Sicos1977 / TesseractOCR

A .net library to work with Google's Tesseract
167 stars 21 forks source link

Ability to read MultiPageTiffs from memory #23

Closed washcycle closed 1 year ago

washcycle commented 2 years ago

Looking to use this leptonica to read multipage tiffs from memory.

/*!
 * \brief   pixaReadMemMultipageTiff()
 *
 * \param[in]    data    const; multiple pages; tiff-encoded
 * \param[in]    size    size of cdata
 * \return  pixa, or NULL on error
 *
 * <pre>
 * Notes:
 *      (1) This is an O(n) read-from-memory version of pixaReadMultipageTiff().
 * </pre>
 */
PIXA *
pixaReadMemMultipageTiff(const l_uint8  *data,
                         size_t          size)
{

https://github.com/DanBloomberg/leptonica/blob/master/src/tiffio.c

Would we only need to update the Interop class to add this?

Sicos1977 commented 1 year ago

I dropped support for multi-page tiff images in favor of making this library much easier to use. Just use another tool to split the tiff in seperate files first and then feed them to TesseractOCR

washcycle commented 1 year ago

Fair point.

Excellent idea though, I never even considered that as an option.

Regards, Matt

On Sat, Nov 26, 2022 at 10:09 AM Kees @.***> wrote:

I dropped support for multi-page tiff images in favor of making this library much easier to use. Just use another tool the split the tiff in seperate files first and then feed them to TesseractOCR

— Reply to this email directly, view it on GitHub https://github.com/Sicos1977/TesseractOCR/issues/23#issuecomment-1328072542, or unsubscribe https://github.com/notifications/unsubscribe-auth/AAIGT7TT6R4473W4NX5ZF6LWKIY2HANCNFSM6AAAAAARUL6KYA . You are receiving this because you authored the thread.Message ID: @.***>

goldsam commented 1 year ago

Can you please reconsider this? Splitting first introduces considerable overhead.

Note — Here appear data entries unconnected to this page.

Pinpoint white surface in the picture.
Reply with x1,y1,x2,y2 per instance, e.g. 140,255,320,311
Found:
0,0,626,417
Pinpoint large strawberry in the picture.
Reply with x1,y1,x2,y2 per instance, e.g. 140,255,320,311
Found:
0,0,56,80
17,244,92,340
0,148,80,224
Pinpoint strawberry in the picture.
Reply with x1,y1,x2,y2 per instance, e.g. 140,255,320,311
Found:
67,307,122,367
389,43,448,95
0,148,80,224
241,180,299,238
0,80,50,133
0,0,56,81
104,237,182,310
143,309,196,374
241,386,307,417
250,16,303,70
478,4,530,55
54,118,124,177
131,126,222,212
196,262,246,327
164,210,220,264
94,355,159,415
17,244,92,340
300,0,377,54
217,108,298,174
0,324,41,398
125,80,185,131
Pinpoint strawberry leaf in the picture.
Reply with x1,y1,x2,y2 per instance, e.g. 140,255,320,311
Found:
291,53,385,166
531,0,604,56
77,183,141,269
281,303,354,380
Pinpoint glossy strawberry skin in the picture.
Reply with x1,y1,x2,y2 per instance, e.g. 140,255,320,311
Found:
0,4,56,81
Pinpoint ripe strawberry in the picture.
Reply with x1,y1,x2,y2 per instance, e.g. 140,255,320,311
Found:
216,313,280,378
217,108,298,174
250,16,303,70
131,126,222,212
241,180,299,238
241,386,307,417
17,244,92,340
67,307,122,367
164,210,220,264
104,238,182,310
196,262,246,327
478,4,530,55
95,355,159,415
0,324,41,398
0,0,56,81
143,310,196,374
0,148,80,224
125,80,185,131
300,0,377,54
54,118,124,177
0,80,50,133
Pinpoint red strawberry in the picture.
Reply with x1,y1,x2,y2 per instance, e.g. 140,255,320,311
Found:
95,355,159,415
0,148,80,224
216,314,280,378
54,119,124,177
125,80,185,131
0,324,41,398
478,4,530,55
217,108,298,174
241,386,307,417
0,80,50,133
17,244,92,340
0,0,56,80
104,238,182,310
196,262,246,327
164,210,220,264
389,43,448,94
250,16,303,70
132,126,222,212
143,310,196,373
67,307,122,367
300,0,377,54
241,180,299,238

Sicos1977 commented 1 year ago

I can add the method that is mentioned in the first post in this issue and after that you have to feed the pix object to the OCR engine.... but I'm not going to change the ocr classes because I dropped support for multi page tiffs so that this library was much easier to use.

goldsam commented 1 year ago

That would be great. having the ability to load a multiple page tiff and iterate through the images is all I need. I can fid the individual Images into tesseract myself.

goldsam commented 1 year ago

Thank you for reconsidering this!😊

Sicos1977 commented 1 year ago

I'll try to make some time to implements it this weekend.

Sicos1977 commented 1 year ago

Is it possible to supply me with a multi-page tiff?

washcycle commented 1 year ago

found this one

https://www.nightprogrammer.org/wp-uploads/2013/02/multipage_tiff_example.tif

goldsam commented 1 year ago

Let me know if I can help with the implementation.

Sicos1977 commented 1 year ago

Helps is always welcome, at the moment time is my issue. I'll try to implement the new feature in the next week. First need to finish some other work.

goldsam commented 1 year ago

what kind of API did you have in mind?

Sicos1977 commented 1 year ago

Just using leptonica to split the multipage tiff in seperate PIX (image) objects and feed them into the Tesseract engine one by one.

Sicos1977 commented 1 year ago

Sorry for the long long delay but I added this method to the Array class

        /// <summary>
        ///     Loads the multi-page tiff from the memory <paramref name="bytes"/>
        /// </summary>
        /// <param name="bytes"></param>
        /// <returns></returns>
        public static Array LoadMultiPageTiffFromMemory(byte[] bytes)
        {
            IntPtr pixaHandle;

            fixed (byte* ptr = bytes)
            {
                pixaHandle = LeptonicaApi.Native.pixaReadMemMultipageTiff(ptr, bytes.Length);
            }

            if (pixaHandle == IntPtr.Zero) throw new IOException("Failed to load multi page image from memory");

            return new Array(pixaHandle);
        }

You can use it like this to read a multi page tiff image from memory

        [TestMethod]
        public void CanParseMultiPageTifFromMemory()
        {
            using var engine = CreateEngine();
            var bytes = File.ReadAllBytes(TestFilePath("./processing/multi-page.tif"));
            using var pixA = TesseractOCR.Pix.Array.LoadMultiPageTiffFromMemory(bytes);
            var i = 1;

            foreach (var pix in pixA)
            {
                using (var page = engine.Process(pix))
                {
                    var text = page.Text.Trim();

                    var expectedText = $"Page {i}";
                    Assert.AreEqual(text, expectedText);
                }

                i++;
            }
        }